Regulation of the divalent metal ion transporter via membrane budding

• Published in: Cell discovery Vol. 2; no. 1; p. 16011
• Main Authors: Mackenzie, KimberlyD, Foot, Natalie J, Anand, Sushma, Dalton, Hazel E, Chaudhary, Natasha, Collins, Brett M, Mathivanan, Suresh, Kumar, Sharad
• Format: Journal Article
• Language: English
• Published: London Nature Publishing Group UK 21.06.2016; Springer Nature B.V; Nature Publishing Group
• Subjects: 631/80/313/2162; 631/80/313/2380; Biomedical and Life Sciences; Cell Biology; Cell Culture; Cell Cycle Analysis; Cell Physiology; Life Sciences; Stem Cells; Arrdc; extracellular vesicles; ubiquitin ligases; ubiquitination; DMT1
• ISSN: 2056-5968; 2056-5968
• DOI: 10.1038/celldisc.2016.11

The release of extracellular vesicles (EVs) is important for both normal physiology and disease.
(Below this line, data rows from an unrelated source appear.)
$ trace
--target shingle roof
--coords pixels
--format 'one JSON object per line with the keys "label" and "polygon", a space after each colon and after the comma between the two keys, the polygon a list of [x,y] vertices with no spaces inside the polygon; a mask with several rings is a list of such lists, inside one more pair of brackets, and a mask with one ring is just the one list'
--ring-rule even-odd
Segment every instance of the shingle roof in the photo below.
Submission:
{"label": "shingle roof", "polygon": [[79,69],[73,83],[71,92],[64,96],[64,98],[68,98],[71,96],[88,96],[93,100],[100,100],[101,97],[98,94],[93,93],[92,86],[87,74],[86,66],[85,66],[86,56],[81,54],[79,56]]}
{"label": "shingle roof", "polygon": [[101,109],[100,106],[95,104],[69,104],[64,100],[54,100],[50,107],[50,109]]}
However, a basic understanding of the targeting of EV cargoes, composition and mechanism of release is lacking. Here we present evidence that the divalent metal ion transporter (DMT1) is unexpectedly regulated through release in EVs. This process involves the Nedd4-2 ubiquitin ligase, and the adaptor proteins Arrdc1 and Arrdc4 via different budding mechanisms. We show that mouse gut explants release endogenous DMT1 in EVs. Although we observed no change in the relative amount of DMT1 released in EVs from gut explants in Arrdc1 or Arrdc4 deficient mice, the extent of EVs released was significantly reduced indicating an adaptor role in biogenesis. Furthermore, using Arrdc1 or Arrdc4 knockout mouse embryonic fibroblasts, we show that both Arrdc1 and Arrdc4 are non-redundant positive regulators of EV release. Our results suggest that DMT1 release from the plasma membrane into EVs may represent a novel mechanism for the maintenance of iron homeostasis, which may also be important for the regulation of other membrane proteins.